Isso está presente em Leila menina, O jacaré preguiçoso, A menina que não era maluquinha, Mil pássaros pelo céu, na série das Aventuras de Alvinho, em Sapo vira rei, vira sapo e nos seus muitos outros originais, bem como nas histórias que reconta, incluindo-se mesmo a Flauta mágica, de Mozart, e os Músicos de Bremen, dos irmãos Grimm. Com toda essa experiência, Ruth dá um conselho para os pais comprarem livros para seus filhos, tomando cuidado com a grande “quantidade de porcaria que está no mercado”. “Leiam com senso crítico. História para criança não é bobagem, pois se está formando uma mente. É preciso inspirar as crianças a ir mais longe, a criticar o que está errado. Há, por aí, muita história sem pé nem cabeça, livros que ensinam conformismo. Tomem cuidado com isso. É o futuro de seus filhos que está nessas páginas. Mas como ter adultos capazes de escolher livros com sabedoria se eles mesmos não lêem?” Boa pergunta e que merece uma reflexão dos pais.

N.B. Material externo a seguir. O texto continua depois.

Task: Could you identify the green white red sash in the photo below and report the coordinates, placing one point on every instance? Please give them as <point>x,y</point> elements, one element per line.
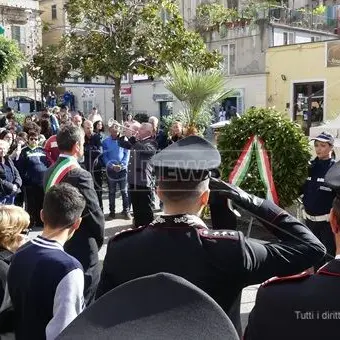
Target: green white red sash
<point>60,171</point>
<point>242,166</point>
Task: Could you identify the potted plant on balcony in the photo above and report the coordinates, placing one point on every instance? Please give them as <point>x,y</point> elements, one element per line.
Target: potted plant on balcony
<point>198,90</point>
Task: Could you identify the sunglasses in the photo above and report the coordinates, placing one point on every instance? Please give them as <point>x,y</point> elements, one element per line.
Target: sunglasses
<point>25,232</point>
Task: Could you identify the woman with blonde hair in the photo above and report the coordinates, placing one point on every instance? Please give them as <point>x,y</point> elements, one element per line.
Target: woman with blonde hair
<point>14,222</point>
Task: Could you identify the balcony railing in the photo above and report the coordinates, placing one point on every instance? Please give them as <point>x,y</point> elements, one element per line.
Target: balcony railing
<point>300,18</point>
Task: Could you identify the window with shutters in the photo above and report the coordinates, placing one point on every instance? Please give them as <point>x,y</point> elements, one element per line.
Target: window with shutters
<point>22,80</point>
<point>16,33</point>
<point>229,57</point>
<point>87,106</point>
<point>54,12</point>
<point>288,38</point>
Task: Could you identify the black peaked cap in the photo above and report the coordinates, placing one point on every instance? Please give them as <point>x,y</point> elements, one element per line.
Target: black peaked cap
<point>190,158</point>
<point>161,306</point>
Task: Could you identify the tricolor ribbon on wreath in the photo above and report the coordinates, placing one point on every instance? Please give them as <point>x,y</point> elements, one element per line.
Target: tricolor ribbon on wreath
<point>241,168</point>
<point>60,171</point>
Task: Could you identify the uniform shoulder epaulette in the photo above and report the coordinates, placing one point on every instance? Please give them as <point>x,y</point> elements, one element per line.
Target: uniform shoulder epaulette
<point>279,279</point>
<point>128,231</point>
<point>226,234</point>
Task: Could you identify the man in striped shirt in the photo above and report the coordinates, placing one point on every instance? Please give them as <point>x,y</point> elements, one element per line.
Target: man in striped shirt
<point>45,284</point>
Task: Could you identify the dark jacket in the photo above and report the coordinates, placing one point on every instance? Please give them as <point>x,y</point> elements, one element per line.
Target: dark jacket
<point>220,262</point>
<point>88,239</point>
<point>140,171</point>
<point>6,185</point>
<point>301,307</point>
<point>6,317</point>
<point>92,152</point>
<point>318,198</point>
<point>5,259</point>
<point>32,165</point>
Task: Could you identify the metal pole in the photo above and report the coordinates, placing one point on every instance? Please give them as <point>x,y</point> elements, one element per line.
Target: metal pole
<point>35,95</point>
<point>3,85</point>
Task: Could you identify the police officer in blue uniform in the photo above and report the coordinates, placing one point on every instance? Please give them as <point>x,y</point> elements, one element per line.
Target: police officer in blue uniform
<point>302,306</point>
<point>220,262</point>
<point>317,197</point>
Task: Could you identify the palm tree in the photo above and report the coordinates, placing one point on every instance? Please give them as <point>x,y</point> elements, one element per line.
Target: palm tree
<point>198,91</point>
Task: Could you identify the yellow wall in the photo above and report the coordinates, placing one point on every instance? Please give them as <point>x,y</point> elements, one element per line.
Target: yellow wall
<point>301,63</point>
<point>57,26</point>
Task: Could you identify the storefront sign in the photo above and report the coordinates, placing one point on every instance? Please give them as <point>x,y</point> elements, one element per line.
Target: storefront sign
<point>125,94</point>
<point>163,97</point>
<point>125,91</point>
<point>88,92</point>
<point>333,53</point>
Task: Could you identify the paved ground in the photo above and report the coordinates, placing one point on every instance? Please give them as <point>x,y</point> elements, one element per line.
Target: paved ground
<point>111,227</point>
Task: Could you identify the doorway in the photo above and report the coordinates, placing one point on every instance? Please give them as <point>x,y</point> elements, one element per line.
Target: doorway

Ruth já sabe a sua resposta. Perguntada se a Ruth criança gostaria dos livros da escritora Ruth Rocha, não titubeia. “Adoraria, pois, quando jovem, gostava desse estilo lobatiano, de histórias engraçadas e assertivas”, diz. “Minha literatura não traiu, não.” Ninguém duvida. E quem souber, que conte outra.